Le Comité recommande à l'État partie d'adopter toutes les mesures nécessaires, législatives et autres, pour aider les femmes, en particulier les adolescentes, en cas de grossesse non désirée, à avoir accès à des services de santé et des services éducatifs adaptés.

12. En dépit des renseignements positifs fournis concernant les mesures prises en vue de modifier la procédure pénale, d'instituer l'oralité des débats et d'introduire d'autres moyens de régler les affaires civiles, le Comité reste inquiet devant la lenteur indue de la justice.
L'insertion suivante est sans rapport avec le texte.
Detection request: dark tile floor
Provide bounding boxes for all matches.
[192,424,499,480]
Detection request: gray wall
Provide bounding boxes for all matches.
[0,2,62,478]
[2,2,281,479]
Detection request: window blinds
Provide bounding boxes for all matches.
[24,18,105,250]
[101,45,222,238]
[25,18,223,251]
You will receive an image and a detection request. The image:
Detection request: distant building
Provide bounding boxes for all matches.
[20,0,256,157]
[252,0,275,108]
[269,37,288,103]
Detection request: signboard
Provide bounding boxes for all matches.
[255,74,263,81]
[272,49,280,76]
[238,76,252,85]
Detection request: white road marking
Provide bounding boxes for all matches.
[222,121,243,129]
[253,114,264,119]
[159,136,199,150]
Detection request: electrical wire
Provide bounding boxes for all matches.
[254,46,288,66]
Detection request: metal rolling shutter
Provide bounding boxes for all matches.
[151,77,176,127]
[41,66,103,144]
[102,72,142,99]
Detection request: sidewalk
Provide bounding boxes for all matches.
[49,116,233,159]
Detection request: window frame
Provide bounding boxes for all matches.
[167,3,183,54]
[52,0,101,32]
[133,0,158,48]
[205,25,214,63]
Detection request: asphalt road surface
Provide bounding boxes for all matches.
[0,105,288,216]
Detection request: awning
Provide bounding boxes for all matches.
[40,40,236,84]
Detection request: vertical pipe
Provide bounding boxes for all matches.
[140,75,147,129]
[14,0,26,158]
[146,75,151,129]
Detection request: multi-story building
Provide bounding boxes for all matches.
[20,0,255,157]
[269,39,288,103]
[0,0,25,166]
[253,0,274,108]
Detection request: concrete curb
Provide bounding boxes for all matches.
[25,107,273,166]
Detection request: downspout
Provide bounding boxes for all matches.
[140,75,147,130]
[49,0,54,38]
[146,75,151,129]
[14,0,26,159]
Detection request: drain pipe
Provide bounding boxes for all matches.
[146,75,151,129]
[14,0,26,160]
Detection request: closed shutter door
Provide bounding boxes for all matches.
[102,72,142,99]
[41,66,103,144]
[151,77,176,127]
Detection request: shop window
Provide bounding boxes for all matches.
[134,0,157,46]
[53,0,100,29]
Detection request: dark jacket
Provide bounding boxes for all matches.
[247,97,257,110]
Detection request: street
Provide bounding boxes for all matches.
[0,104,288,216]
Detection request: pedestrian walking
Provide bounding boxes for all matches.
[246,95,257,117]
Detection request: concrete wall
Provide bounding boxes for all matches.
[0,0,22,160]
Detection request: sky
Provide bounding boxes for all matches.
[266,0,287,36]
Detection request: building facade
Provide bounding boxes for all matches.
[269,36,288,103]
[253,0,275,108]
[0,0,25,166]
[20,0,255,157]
Le Comité invite l'État partie à accélérer le cours de la justice étant donné l'énorme arriéré des affaires judiciaires en instance.

13. Le Comité est particulièrement inquiet de voir que les prévenus peuvent être maintenus en détention avant jugement pour une durée maximale équivalant à un tiers de la peine qu'ils encourent, quel que soit le risque ou défaut à comparaître et que, selon les chiffres indiqués par l'État partie, près de 70 % de la population des prisons est en attente de jugement. Cette situation est incompatible avec la présomption d'innocence et le droit d'être jugé dans des délais raisonnables ou d'être libéré sous caution prévus aux articles 9 et 14 du Pacte.
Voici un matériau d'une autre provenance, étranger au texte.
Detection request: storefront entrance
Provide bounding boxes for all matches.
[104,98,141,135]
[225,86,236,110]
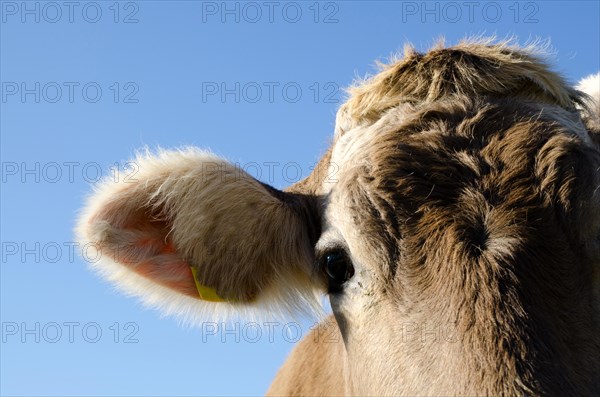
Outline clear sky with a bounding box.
[0,0,600,396]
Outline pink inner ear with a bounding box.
[94,204,200,299]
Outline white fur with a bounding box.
[576,72,600,125]
[76,148,323,325]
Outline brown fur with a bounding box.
[79,42,600,396]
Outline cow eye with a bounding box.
[321,249,354,293]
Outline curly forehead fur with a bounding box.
[310,43,600,395]
[338,40,581,135]
[78,41,600,396]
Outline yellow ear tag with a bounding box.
[190,266,225,302]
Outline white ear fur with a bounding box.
[576,72,600,132]
[76,148,322,324]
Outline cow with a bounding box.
[76,40,600,396]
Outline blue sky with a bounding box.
[0,1,600,396]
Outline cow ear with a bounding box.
[77,149,326,321]
[577,72,600,147]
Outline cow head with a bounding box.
[78,43,600,395]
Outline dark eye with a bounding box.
[321,249,354,292]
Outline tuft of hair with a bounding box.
[75,148,324,326]
[336,38,581,134]
[576,72,600,135]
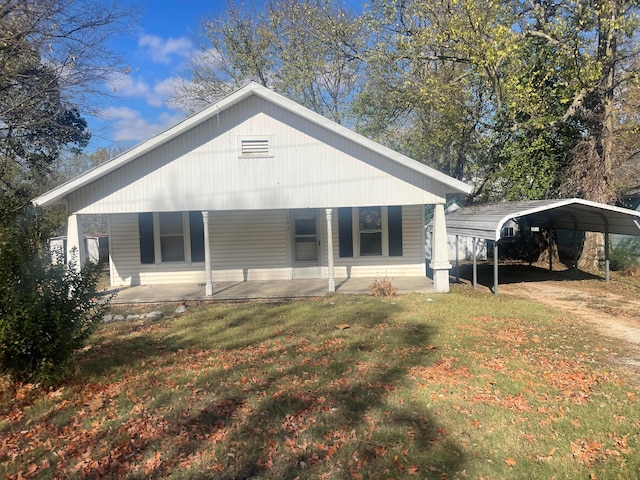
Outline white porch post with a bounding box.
[429,203,451,293]
[202,212,213,297]
[325,208,336,292]
[67,214,87,272]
Le Comité recommande que la législation concernant la liberté sous caution soit rendue conforme aux dispositions du Pacte et que la détention préventive soit l'exception et non la règle.

14. Le Comité est inquiet de la lenteur de la justice, qui est incompatible avec les prescriptions des articles 9 et 14 du Pacte. Il s'inquiète aussi de la grave pénurie de défenseurs publics pour les personnes démunies à Quito et à Guayaquil, et du fait qu'il n'en existe pas en de nombreux points du pays. Cette situation est d'autant plus grave que, selon la loi équatorienne, l'assistance d'un conseil est obligatoire dans un procès.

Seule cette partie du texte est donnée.